His heartless mother lay frozen in her bed and demanded of the father, "Don't you go to him ‑ I'm fed up with him, he's not doing any of his jobs ‑ he's just crying out for attention!"

There's absolutely no reason for this mother to be so heartless. In the aftermath of a trauma, kids need understanding. This is not the time to insist on rules and regulations.

The second essential skill for positive parents is to be able to choose your own use of positive language in communicating to your child when you are responding to them.

Be a positive parent: programme your child with positive language.

Be careful about your language around children. Always have a positive expectation. The brain does not hear a negative. For instance, it doesn't hear "don't".

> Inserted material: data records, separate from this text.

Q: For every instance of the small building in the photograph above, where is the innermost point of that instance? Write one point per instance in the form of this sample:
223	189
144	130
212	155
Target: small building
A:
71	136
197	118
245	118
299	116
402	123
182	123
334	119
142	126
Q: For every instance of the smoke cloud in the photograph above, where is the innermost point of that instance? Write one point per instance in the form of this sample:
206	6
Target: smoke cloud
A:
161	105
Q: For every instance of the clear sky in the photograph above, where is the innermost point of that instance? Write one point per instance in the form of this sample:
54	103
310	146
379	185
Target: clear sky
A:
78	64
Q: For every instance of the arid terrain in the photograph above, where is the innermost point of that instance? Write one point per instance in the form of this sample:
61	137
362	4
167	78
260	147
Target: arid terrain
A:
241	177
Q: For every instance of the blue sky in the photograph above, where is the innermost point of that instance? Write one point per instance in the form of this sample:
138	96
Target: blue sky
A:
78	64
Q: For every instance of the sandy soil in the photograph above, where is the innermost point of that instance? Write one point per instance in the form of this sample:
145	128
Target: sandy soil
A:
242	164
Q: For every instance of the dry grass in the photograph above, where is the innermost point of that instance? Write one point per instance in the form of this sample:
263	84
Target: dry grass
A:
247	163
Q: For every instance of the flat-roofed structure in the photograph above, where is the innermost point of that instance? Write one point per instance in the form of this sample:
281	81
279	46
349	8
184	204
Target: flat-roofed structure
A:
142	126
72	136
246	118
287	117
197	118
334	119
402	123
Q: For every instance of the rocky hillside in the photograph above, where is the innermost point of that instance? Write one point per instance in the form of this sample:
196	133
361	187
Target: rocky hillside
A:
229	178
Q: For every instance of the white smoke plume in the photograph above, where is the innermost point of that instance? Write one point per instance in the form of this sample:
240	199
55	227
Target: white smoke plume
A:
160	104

Remember what happens when an anxious mother, watching a three-year‑old proudly carrying an over-full cup to the table, says, "DON'T SPILL IT!"

Yes! You're right, of course. The child spills it.

Be careful not to cause an accident because of your own fear. Many a child has fallen from a tree or fence and broken a limb because a parent has called out, "Watch out, you'll fall!" Immediately after this call, what happens? Yes, the child falls.

So, instead of warning with a negative line, such as: Don't get hit by a car!, Don't drop it and be messy!, or Don't get lost; say it positively, for example: "You will be careful, Take good care, Step carefully."

Sleep therapy

A wonderful strategy for parents who have been concerned about their children's night terrors or general daytime anxiety is to use the sleep therapy technique. With sleep therapy the parent goes into the room during the night (perhaps just before the parent goes to sleep) and stands very quietly beside the bed, looking at the sleeping child.

The beauty of the sleeping child never fails to amaze! What love and joy fills the parent's heart. Gone completely is the upset of the daytime tantrums and emotional dramas. There is nothing but love in the space between sleeping child and watching parent.

A really good strategy is for the parent to match his breathing with the child's breathing. This is called "entering into rapport". The parent then says the child's name and just touches the child very gently on the face. The parent then waits and, usually, the child will stir ever so slightly. The parent then says the sleep therapy affirmation.

The sleep therapy affirmation.
You are a beautiful, beautiful child, Mary. (Put in your child's name.)
Mummy and Daddy love you very much.
Sleep easy, sleep well ‑ tomorrow will be a beautiful day.
I love you.

The parent then leaves the room very quietly.

Amazing things can happen the next day as both child and parent carry in their hearts an unconscious memory of the connection that they made in the middle of the night.